The Paris Attacks
In the wake of Friday’s deadly, coordinated attack in Paris, police are concentrating on identifying and apprehending the ISIS terrorists while opinions on what to do next abound. In response to the second attack in France this year, President Francois Hollande has taken a firm hand calling the attacks, which killed 129 and have left hundreds critically injured, an “act of war,” pronounced a state of emergency and pledged to close the borders.
The strong posture taken by Hollande is to be expected as eyewitnesses said the terrorists specifically cited him and his decision to intervene in Syria as the reason for their attack, according to The New York Times.
An analysis by Stratfor said the attacks were to be expected when one takes into account the number of French men who have travelled to the Middle East for training, as well as the number of migrants who have come to France during the recent refugee crisis.
“High numbers of migrants have been entering Germany from the east and south, with very few carrying on to France. As a result, France has kept a relatively low profile in the attempts to stem the flow of migrants, though it has been present at the numerous summits on the issue and has supported Germany’s push for a relocation of asylum seekers across Europe. Nevertheless, this event can be expected to strengthen the argument of those groups that have been calling for a halt in the flow of immigrants and the closing of borders in countries such as Germany, Sweden and much of Central and Eastern Europe,” the Stratfor analysts write.
James Stravidis of Foreign Policy suggests that it is time for NATO to concede that radical Islam is a real threat to its partners and their interests and should concentrate its mission on defeating the Islamic State.
He lays out several steps which NATO should take, including first making a referral to the UN Security Council, to begin training Kurdish Pashmerga-Yazidi forces, and to framing NATO as an “open coalition” in the fight against ISIS.

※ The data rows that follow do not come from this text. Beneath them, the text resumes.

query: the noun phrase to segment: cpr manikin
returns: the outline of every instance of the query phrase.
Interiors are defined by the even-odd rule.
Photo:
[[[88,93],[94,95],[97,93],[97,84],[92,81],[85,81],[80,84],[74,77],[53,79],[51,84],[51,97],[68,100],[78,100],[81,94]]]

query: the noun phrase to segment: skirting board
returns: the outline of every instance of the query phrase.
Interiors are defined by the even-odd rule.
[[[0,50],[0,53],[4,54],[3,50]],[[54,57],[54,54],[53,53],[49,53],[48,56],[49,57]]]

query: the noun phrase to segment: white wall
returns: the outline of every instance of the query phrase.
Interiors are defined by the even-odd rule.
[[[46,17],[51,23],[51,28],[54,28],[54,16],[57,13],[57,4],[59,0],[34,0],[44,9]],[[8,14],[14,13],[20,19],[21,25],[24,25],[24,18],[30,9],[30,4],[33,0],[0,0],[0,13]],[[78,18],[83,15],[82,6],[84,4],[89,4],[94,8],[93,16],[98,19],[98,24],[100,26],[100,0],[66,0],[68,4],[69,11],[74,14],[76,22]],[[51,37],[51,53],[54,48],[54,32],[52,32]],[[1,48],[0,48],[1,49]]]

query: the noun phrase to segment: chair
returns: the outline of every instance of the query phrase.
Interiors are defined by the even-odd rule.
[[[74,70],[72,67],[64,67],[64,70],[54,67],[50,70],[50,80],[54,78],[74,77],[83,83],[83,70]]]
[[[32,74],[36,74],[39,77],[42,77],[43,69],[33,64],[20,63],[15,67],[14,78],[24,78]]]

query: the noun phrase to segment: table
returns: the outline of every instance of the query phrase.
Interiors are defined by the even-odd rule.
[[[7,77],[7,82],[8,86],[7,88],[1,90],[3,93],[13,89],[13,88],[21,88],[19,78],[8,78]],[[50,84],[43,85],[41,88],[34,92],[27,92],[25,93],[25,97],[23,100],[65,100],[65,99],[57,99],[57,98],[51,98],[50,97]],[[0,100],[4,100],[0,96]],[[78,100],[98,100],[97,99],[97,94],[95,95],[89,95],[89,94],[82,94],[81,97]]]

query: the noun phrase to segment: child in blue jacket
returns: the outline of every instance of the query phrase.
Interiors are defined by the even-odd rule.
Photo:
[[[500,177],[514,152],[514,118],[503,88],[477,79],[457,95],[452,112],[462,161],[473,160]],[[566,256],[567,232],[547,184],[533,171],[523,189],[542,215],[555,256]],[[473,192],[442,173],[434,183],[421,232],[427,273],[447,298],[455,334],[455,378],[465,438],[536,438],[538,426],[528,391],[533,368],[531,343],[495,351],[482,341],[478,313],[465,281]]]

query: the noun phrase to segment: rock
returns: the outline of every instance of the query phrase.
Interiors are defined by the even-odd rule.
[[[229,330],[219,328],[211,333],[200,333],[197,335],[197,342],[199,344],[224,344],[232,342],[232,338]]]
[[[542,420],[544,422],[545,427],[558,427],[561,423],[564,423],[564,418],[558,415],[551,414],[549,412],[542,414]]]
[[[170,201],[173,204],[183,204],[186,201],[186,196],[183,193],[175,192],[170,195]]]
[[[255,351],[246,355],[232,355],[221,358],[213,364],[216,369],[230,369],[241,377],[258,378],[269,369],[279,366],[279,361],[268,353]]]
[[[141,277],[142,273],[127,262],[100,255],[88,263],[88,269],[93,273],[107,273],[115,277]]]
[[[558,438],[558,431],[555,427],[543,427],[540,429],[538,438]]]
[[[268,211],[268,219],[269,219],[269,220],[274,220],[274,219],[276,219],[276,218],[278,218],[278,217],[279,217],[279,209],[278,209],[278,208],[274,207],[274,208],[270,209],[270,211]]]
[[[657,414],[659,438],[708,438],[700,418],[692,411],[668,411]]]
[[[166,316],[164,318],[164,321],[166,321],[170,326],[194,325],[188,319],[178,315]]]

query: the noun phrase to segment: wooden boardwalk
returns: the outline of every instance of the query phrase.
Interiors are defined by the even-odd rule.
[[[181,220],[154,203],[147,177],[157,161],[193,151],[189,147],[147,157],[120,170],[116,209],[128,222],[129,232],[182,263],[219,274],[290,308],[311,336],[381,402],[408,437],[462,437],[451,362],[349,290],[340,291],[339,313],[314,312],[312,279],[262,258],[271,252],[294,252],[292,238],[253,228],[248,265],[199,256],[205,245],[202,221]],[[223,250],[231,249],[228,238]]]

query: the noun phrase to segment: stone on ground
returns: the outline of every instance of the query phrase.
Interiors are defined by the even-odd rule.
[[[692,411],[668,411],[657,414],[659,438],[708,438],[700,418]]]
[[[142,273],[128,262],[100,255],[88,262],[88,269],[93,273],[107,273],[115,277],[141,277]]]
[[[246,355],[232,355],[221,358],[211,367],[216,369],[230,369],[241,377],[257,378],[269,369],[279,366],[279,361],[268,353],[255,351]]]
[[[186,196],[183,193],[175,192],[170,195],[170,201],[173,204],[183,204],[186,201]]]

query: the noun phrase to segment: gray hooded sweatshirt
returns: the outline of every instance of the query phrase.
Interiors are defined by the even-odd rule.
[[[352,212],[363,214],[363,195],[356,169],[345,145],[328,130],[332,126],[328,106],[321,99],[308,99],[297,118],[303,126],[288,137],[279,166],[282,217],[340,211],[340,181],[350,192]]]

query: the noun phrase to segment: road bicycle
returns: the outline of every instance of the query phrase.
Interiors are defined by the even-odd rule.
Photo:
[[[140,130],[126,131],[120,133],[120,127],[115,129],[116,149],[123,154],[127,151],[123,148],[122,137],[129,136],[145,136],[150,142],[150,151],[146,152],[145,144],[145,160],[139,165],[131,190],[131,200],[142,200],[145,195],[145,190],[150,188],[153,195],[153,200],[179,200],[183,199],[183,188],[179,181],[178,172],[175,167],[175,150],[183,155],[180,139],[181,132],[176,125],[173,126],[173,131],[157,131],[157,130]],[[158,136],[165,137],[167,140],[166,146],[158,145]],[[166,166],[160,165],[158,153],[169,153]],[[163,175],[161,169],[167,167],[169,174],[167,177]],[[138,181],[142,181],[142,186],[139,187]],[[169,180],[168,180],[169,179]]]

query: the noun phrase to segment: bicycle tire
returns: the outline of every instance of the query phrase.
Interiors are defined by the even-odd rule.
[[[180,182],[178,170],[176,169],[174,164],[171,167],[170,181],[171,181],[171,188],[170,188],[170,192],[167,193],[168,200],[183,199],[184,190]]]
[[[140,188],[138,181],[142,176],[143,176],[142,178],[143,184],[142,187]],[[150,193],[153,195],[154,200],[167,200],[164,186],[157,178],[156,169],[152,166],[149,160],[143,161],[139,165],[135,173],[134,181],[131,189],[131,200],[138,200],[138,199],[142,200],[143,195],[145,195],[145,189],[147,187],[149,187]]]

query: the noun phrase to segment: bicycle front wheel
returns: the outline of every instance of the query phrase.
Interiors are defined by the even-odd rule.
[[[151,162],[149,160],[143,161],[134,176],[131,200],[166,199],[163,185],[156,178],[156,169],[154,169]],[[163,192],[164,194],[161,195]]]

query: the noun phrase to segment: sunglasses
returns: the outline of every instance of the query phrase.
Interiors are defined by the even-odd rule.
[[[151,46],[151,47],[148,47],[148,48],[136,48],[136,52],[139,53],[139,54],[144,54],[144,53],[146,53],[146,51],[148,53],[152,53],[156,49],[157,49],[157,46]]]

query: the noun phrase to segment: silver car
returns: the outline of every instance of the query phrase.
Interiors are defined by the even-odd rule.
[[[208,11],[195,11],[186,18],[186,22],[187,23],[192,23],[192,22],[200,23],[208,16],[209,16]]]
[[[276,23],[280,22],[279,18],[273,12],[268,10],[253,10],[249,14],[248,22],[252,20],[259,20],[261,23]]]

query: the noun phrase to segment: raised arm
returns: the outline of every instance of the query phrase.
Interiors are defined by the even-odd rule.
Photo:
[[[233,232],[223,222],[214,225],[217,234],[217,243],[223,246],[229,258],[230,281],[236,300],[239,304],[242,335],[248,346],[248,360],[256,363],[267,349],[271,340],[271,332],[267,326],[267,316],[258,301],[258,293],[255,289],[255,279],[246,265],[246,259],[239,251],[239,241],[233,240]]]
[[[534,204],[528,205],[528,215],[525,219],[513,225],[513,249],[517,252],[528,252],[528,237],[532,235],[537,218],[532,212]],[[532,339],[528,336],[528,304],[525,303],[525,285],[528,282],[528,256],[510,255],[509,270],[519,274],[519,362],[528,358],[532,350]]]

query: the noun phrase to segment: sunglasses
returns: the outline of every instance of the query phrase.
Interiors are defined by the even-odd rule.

The last point would open the door to Russia joining in against the terrorists.
“The Russian government claims to want to defeat the Islamic State, and it should have no lack of motivation, given the over 200 dead citizens — including many women and children — who seem to have been massacred by the Islamic State in the downing of a civilian aircraft just two weeks ago. Russia should be invited to participate alongside NATO and other coalition members against the Islamic State,” advocates Stravridis.
While it is expected that declarative statements about the Paris attacks being a “turning point” or the day the West has awakened to the threat of radical Islam, Anthony Cordesman of the Center for Strategic and International Studies notes the reactions and assertions miss the central point – this will be a decades-long engagement against ISIS and its cohorts.
“Politicians and some ‘experts’ have followed the same pattern – overreacting to the most recent event and losing sight of the reality that there are not going to be any turning points in the near future. Years of new tragedies like Paris are almost inevitable, and the struggle against extremism is going to be a long, long battle of attrition,” he writes.